Colpire l’ISIS nel loro punto debole. Accoglienza e integrazione

integrazione

di Antonio DITARANTO

Quello che forse non è ancora del tutto chiaro dello scenario terroristico cui assistiamo negli ultimi tempi è il fatto che non ci troviamo di fronte a gruppi armati classici che usavano l’arma del terrore per minare dall’interno il sistema statutario di una nazione. Quello che poteva valere per le BR in Italia, o per l’IRA in Irlanda, gruppi “terroristici” percepiti e ritenuti dalle rispettive intelligenze nazionali bande delinquenziali da combattere con le normali strutture poliziesche e non militari, ha continuato ad avere un senso anche con Al Qaeda e il suo leader storico Osama Bin Laden, che – se pure in uno scenario diverso ed allargato con interventi anche oltre confine – , era rimasto circoscritto ad azioni mirate contro poteri di Stati costituiti al solo scopo di innescare momenti di panico e di tensione o di colpire per ritorsione quegli Stati ritenuti colpevoli di aver in qualche modo defraudato dei loro averi le popolazione arabe.

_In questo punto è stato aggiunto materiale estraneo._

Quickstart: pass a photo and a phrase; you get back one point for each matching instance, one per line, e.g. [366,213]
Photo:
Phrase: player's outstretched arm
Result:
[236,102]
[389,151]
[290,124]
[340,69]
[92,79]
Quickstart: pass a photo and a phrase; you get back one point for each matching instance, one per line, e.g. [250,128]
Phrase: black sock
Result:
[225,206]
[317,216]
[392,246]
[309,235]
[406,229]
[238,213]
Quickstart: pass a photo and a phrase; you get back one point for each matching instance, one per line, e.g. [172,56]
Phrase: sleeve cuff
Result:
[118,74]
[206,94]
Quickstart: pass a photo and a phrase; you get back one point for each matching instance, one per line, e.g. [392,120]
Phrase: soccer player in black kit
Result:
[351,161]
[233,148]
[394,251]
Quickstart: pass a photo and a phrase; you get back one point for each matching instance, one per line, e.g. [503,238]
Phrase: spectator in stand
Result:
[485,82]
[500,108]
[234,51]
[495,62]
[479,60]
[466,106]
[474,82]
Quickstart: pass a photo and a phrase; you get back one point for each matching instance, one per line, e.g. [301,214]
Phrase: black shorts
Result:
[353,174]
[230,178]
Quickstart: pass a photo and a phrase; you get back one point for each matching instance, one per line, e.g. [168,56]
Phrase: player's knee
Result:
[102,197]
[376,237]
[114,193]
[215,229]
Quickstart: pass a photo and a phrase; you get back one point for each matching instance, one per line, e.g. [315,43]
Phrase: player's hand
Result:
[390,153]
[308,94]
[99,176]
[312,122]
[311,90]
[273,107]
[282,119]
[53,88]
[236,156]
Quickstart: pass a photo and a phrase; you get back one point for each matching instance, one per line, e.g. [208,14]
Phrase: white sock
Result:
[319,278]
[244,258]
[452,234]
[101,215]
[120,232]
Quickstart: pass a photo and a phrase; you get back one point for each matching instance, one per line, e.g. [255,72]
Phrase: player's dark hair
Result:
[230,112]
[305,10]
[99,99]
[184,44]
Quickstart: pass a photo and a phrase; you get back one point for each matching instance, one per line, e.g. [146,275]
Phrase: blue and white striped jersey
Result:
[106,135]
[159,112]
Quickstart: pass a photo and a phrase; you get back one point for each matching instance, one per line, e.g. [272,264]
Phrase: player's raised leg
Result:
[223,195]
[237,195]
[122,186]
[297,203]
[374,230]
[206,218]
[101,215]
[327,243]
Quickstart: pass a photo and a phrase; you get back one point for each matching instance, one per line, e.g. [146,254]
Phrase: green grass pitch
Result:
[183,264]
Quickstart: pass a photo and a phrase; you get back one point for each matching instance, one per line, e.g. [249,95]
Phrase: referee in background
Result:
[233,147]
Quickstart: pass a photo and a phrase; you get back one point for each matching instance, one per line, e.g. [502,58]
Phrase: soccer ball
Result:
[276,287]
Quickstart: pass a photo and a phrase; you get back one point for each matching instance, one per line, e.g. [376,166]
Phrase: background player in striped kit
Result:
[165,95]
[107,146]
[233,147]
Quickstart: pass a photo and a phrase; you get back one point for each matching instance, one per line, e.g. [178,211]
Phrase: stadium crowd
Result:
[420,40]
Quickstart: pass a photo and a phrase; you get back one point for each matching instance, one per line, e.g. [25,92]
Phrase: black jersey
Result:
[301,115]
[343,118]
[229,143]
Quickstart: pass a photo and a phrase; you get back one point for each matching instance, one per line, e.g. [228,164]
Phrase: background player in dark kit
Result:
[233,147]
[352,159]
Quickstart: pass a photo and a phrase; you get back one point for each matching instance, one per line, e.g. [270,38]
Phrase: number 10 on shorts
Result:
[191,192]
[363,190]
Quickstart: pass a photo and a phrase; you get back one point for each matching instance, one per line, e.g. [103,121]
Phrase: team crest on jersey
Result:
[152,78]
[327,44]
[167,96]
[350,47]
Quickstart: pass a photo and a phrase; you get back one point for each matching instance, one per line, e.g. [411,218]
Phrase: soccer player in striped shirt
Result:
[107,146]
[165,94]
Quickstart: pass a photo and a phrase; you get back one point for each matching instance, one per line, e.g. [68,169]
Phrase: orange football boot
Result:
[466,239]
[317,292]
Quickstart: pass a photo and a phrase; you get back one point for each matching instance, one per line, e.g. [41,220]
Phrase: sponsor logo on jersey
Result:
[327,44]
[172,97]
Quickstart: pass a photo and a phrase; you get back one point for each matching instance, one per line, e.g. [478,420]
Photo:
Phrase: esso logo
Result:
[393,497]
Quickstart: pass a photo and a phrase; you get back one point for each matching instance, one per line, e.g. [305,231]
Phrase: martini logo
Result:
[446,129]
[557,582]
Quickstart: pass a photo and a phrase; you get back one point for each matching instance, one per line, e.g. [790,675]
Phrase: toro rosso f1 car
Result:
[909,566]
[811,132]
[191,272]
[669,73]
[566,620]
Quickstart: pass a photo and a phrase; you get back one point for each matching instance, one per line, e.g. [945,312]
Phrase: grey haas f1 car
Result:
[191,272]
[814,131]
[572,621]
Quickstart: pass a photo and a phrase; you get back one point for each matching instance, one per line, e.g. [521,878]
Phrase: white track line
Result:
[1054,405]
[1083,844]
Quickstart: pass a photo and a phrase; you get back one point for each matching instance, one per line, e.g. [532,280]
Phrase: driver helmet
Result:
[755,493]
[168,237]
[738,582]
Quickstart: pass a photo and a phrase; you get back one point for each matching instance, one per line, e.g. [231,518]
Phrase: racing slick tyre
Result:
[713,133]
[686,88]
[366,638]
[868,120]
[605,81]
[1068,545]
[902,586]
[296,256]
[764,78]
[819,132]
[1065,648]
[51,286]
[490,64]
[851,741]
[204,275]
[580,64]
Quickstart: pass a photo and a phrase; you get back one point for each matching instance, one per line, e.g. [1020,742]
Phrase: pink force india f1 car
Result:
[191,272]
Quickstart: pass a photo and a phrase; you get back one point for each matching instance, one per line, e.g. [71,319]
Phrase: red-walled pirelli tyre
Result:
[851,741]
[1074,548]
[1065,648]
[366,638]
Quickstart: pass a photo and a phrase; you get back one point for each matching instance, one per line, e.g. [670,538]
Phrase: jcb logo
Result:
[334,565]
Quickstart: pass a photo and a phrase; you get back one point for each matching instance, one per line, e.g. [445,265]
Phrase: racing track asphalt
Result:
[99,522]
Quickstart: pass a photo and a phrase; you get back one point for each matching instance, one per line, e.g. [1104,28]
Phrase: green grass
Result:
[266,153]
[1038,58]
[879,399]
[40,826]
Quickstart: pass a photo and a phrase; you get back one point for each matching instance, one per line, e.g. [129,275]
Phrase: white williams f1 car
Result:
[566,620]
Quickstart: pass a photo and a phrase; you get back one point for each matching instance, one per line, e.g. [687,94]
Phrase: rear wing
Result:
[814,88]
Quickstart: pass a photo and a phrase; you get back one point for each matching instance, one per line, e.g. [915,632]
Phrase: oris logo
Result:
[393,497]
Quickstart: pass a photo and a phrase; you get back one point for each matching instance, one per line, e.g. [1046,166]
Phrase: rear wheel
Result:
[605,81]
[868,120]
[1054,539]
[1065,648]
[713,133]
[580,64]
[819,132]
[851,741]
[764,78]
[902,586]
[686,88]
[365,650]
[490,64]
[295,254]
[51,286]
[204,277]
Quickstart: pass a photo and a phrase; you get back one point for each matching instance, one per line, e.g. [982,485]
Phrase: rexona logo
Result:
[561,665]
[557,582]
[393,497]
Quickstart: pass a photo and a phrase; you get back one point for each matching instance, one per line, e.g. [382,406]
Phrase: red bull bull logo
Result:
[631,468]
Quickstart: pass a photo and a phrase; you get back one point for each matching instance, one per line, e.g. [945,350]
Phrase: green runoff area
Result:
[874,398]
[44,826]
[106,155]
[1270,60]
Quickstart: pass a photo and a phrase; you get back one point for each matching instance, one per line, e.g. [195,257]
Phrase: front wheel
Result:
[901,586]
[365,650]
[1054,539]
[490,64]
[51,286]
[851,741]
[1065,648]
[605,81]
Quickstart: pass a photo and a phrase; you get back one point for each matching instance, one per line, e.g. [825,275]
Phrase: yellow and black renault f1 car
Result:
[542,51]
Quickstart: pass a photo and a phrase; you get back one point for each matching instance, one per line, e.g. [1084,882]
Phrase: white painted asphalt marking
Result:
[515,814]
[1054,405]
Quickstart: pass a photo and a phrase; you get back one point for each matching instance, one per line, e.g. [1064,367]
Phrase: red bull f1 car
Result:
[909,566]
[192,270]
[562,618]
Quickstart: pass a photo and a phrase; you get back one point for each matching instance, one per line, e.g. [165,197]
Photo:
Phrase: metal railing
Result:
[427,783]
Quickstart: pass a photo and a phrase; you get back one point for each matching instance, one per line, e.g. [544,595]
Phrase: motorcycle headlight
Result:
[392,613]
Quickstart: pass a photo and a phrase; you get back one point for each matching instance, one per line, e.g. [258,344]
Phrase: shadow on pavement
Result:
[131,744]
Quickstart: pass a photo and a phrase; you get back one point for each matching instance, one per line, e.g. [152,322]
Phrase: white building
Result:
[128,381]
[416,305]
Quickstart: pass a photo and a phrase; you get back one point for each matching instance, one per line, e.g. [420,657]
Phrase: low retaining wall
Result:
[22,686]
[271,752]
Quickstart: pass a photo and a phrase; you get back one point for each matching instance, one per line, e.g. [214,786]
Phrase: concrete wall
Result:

Le azioni di natura terroristica odierne si innescano in un contesto molto più raccapricciante e pericoloso, in quanto non sono semplicemente concepite  a colpire per ritorsione, ma hanno come obiettivo primario quello di mandare il messaggio di una grande potenza di fuoco ai musulmani sparsi nel mondo che faticano nell’avviamento di un vero processo di integrazione culturale con i paesi ospitanti e quindi possibili adepti dello stato islamico che si intende costituire.

Appunto lo stato islamico, o per meglio dire la riproposizione del califfato del settimo-ottavo secolo dopo Cristo, fondato da Maometto e cessato di esistere nel 1924 con il dissolvimento dell’Impero Ottomano.

Gli stessi protagonisti di questo progetto tanto velleitario quanto pazzesco per gli obiettivi che si propone in un mondo di natura completamente diversa rispetto a quello di alcuni secoli fa, non a caso sono due personaggi, uno giordano, il primo, Al Zarqawi che dopo un periodo di addestramento nei campi di Al Qaeda in Afghanistan si trasferisce in Iraq e fonda il primo stato islamico definito ISI (stato islamico dell’Iraq) proprio perché in contrapposizione con l’idea di Bin Laden che preferiva la guerra agli USA mentre il giordano era per la guerra agli stati sciiti del medio oriente, e Abu Bakr al Baghdadi che divenuto capo del gruppo terroristico armato alla morte di Al Zarqawi, approfitta del caos lasciato dal ritiro degli americani dall’Iraq e della guerra settaria tra sunniti e sciiti per proclamarsi califfo del nuovo stato islamico di Iraq e Siria, dando cosi inizio ad una vera e propria guerra di conquista territoriale cominciata con la conquista di Fallujah e continuata con l’occupazione dell’intera area della cintura di Baghdad allo scopo di isolare il Governo della fragile democrazia imposta dagli americani.